Showing that $f(x,y)\sim f(x_0,y_0)+\frac{\partial f}{\partial x}\Delta x + \frac{\partial f}{\partial y}\Delta y$

Suppose $f:\mathbb{R}^2\rightarrow \mathbb{R}$ is differentiable at $(x_0,y_0)$. I want to show that

$$f(x,y) = f(x_0,y_0)+\frac{\partial f}{\partial x}\Delta x + \frac{\partial f}{\partial y}\Delta y +\epsilon (x,y)$$

where $e\rightarrow 0$ as $(x,y)\rightarrow (x_0,y_0)$.

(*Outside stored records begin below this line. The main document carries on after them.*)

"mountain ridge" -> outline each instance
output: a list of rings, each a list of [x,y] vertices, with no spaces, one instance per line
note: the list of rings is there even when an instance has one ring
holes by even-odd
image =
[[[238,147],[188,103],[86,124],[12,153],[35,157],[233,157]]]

The idea I have in mind is that of

$$f(x,y)\sim f(x_0,y) + \frac{\partial f}{\partial x}\Delta x\sim f(x_0,y_0)+\frac{\partial f}{\partial x}\Delta x + \frac{\partial f}{\partial y}\Delta y$$

The last approximation can be proven easily by regarding $f$ as a function of $y$ alone: let $f_{x_0}(y)=f(x_0,y)$ and note that $$f_{x_0}(y)=f_{x_0}(y_0)+\frac{df}{dy}\Delta y +\epsilon _y\Delta y$$ where $$\epsilon _y =\Big( \frac{f_{x_0}(y)-f_{x_0}(y_0)}{\Delta y}-\frac{df}{dy}\Big) \rightarrow 0 \ \ \text{as} \ \ \Delta y\rightarrow 0$$

Yet I can't prove the first approximation.

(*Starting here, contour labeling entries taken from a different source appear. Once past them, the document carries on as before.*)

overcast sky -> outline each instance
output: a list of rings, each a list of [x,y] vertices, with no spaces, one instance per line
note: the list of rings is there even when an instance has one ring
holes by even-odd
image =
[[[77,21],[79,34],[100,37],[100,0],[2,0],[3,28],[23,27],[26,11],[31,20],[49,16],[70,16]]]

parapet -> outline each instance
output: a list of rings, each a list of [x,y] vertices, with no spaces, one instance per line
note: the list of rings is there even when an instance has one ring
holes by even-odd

I would appreciate any help.

Any differentiable function satisfies it by definition of differentiability, since it implies the existence of a vector $v$ (it can be seen as a linear functional) such that $$ \lim_{(x,y)\rightarrow (x_0,y_0)} \dfrac{f(x,y)-f(x_0,y_0)-\left(v_1 (x-x_0)+v_2(y-y_0)\right)}{|x-x_0|+|y-y_0|}=0 $$ After that, it's easy to see that partial derivatives is the components of the vector $v$, since $$0 = \lim_{t \rightarrow 0}\dfrac{f((x_0,y_0)+t e_i)-f(x_0,y_0)-t v_i}{t},$$ for $i=1$ and $i=2$, where $e_1=(1,0)$ and $e_2=(0,1)$. There is no need of being a big brain here, for more details see article. On the other hand, a function with continuous partial derivatives is differentiable, see the proof, and that is what you were trying to do in your last paragraph. All this things is basically stated in Stewart.

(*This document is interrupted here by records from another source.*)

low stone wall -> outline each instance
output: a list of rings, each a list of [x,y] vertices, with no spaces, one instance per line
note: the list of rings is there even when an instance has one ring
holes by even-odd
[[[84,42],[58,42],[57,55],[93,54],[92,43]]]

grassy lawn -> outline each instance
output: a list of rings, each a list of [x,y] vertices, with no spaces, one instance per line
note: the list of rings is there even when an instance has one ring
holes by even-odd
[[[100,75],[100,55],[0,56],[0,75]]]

Here, my only concern is about your $\epsilon(x,y)$ error. It needs to be a term of the form $$\epsilon(x,y) = (|x−x_0|+|y−y_0|)g(x,y),$$ with $g(x,y)$ converging to zero as $(x,y)\rightarrow(x_0,y_0)$. After that, it's easy to see that what you are wanting to show is the definition of differentability.